The Board of Regents is heading south on Interstate 35W today for its October meeting at the Minnesota Landscape Arboretum.
The board typically holds one off-campus meeting a year. Usually it is at one of the coordinate campuses, but this year it’s at the arboretum, said Ann Cieslak, executive director and corporate secretary of the Board of Regents.
“The agenda (for the meeting) is a little bit shorter because it’s off site,” Regent Dallas Bohnsack said.
Only two of the board’s committees will meet today, but there will also be two work sessions. The first will be about measuring realignment goals. The second will detail strategies for marketing University-developed intellectual properties.
Tom Zearley, a student representative to the board, said work sessions are meetings of the entire board, but with less formality than the official Friday meetings. They discuss issues that would normally go before a committee, but were deemed important enough to be heard by all 12 members.

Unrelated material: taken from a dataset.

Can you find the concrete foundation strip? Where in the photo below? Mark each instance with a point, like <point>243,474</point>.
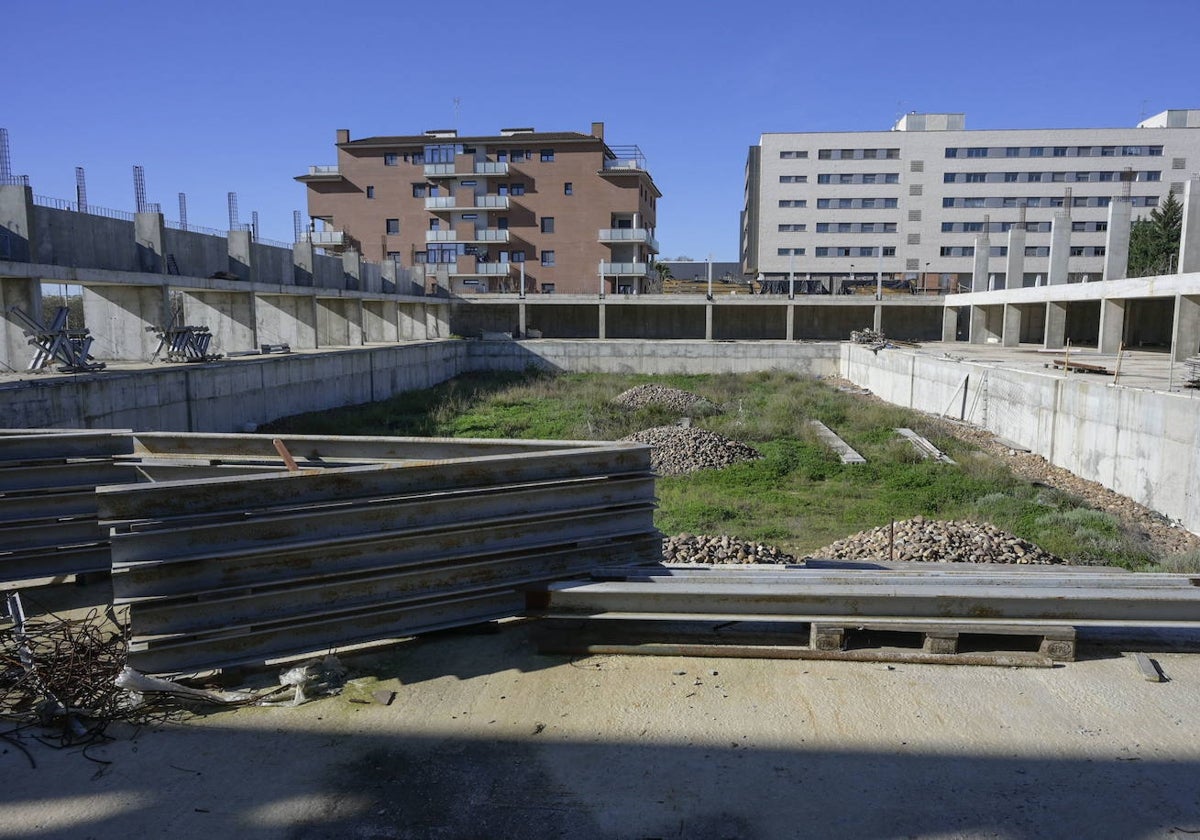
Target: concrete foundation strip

Zearley said he looks forward to the realignment work group, which will address the question of how to determine when the University is considered a top-three research institution.
Vice President of System Administration Al Sullivan, who oversees the metrics and measurement task force, will present. The task force is charged with determining how to measure progress toward the University’s goal of becoming one of the world’s top three public research institutions.
“Any time you make changes, you have to kind of benchmark,” Bohnsack said. “Where are we at, and where do we want to be in the future?”
Vice President for Research Tim Mulcahy will lead the discussion at the second work group, which will look at how the University can see more revenue from the technology it develops.
Zearley said finding other sources of revenue is important, as they can help to keep tuition from rising as rapidly as it has in recent years.
Regent Dave Metzen said University President Bob Bruininks will present the board with an update on the 33 task forces working on the realignment plan.
University Vice President and Chief Financial Officer Richard Pfutzenreuter will present the board with the preliminary 2006 capital bonding request. The report will detail upcoming projects the University hopes to receive state funding for.
Board members expect it to be a fairly uneventful round of meetings this month, centering mostly on review.
“It’s going to be a slow-moving couple of days,” Metzen said.